I cannot copy all my code in here because it's a pretty large amount of code, but currently the program takes an AST which might look something like

ADD
|-- 1
|-- MUL
    |-- 2
    |-- 3

and turns this into

LOAD 1 //the real code doesn't put the value here, but a number representing the position of this value in an array
LOAD 2
LOAD 3
MUL
ADD

This is easy for simple expressions but I really don't know how to generate the bytecode for an if statement. I know that I will have to jump to the else clause if the comparison is false, and also jump from the end of every if/else if block, but how do I deal with this if the jump is more than 256 bytes of bytecode?

1
Why is your jump distance limited to 256?Jongware
@usr2564301 because it is bytecode, an each byte is 8bits, allowing 256 bytes to jump over.dangee1705
If i use multiple bytes that will waste space for jumps less than 256 bytesdangee1705
Not necessarily. Some bytecode are 16 bits.Basile Starynkevitch
@DanielGee: yes, you can have variable-length opcodes or operands. For instance a relative distance of 0 is clearly useless, so you can have the range -128..127 excluding 0, and treat 0 as meaning "read two more bytes to get a 16 bit number". If the first byte of that 16 bits is zero, there was no point in encoding it this way, so you could treat that as a flag meaning "read 3 or 4 bytes to get a 24 or 32 bit number" (depending on whether you think 24 bit numbers are good), and so on. Or, you can just have FARJUMP, etc.torek

1 Answers

2
votes

You should read SICP, the Dragon Book, then Lisp In Small Pieces.
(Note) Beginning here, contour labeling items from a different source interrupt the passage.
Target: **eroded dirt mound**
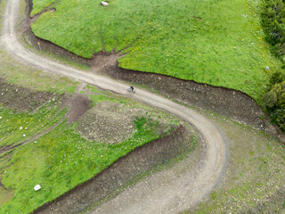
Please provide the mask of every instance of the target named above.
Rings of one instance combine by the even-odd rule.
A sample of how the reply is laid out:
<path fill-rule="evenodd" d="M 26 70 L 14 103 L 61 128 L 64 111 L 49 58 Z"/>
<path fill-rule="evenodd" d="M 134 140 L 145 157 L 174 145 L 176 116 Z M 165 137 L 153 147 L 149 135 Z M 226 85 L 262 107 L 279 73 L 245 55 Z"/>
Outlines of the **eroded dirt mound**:
<path fill-rule="evenodd" d="M 68 102 L 68 122 L 70 125 L 84 115 L 91 108 L 90 98 L 84 95 L 75 95 Z"/>
<path fill-rule="evenodd" d="M 0 103 L 17 111 L 30 111 L 47 102 L 57 99 L 58 95 L 43 91 L 32 91 L 7 83 L 0 78 Z"/>
<path fill-rule="evenodd" d="M 158 121 L 155 117 L 146 116 L 145 110 L 120 103 L 102 102 L 79 119 L 77 131 L 89 140 L 118 144 L 134 134 L 136 130 L 134 119 L 140 117 Z M 167 129 L 167 121 L 160 118 L 159 128 L 162 134 Z"/>
<path fill-rule="evenodd" d="M 106 197 L 119 193 L 143 175 L 151 173 L 160 164 L 193 150 L 193 133 L 188 126 L 179 127 L 172 135 L 164 136 L 120 158 L 110 168 L 76 187 L 53 202 L 38 208 L 34 213 L 85 213 L 88 207 L 100 203 Z M 205 156 L 201 144 L 195 149 L 191 161 L 192 166 Z M 195 171 L 197 169 L 188 169 Z M 198 170 L 198 169 L 197 169 Z M 90 209 L 90 208 L 89 208 Z M 83 211 L 85 210 L 85 211 Z"/>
I hope you can redesign your bytecode. Then you could have some FARJUMP bytecode, which is followed by four bytes a, b, c, d (considered as uint8_t unsigned integers of 8 bits each), for which you'll jump to (a<<24) + (b<<16) + (c<<8) +d offset.

You probably want to be able to jump backward and forward. Either have a BACKFARJUMP to jump backward, or use some signed offset...

With such an opcode, you'll be able to jump to over four billion bytecodes (232 exactly). That could be more easy.

If a four billion bytecode offset is not enough, you could generalize.

Don't forget that your computer is unlikely to have more than a terabyte of RAM (and such a computer costs more than a car).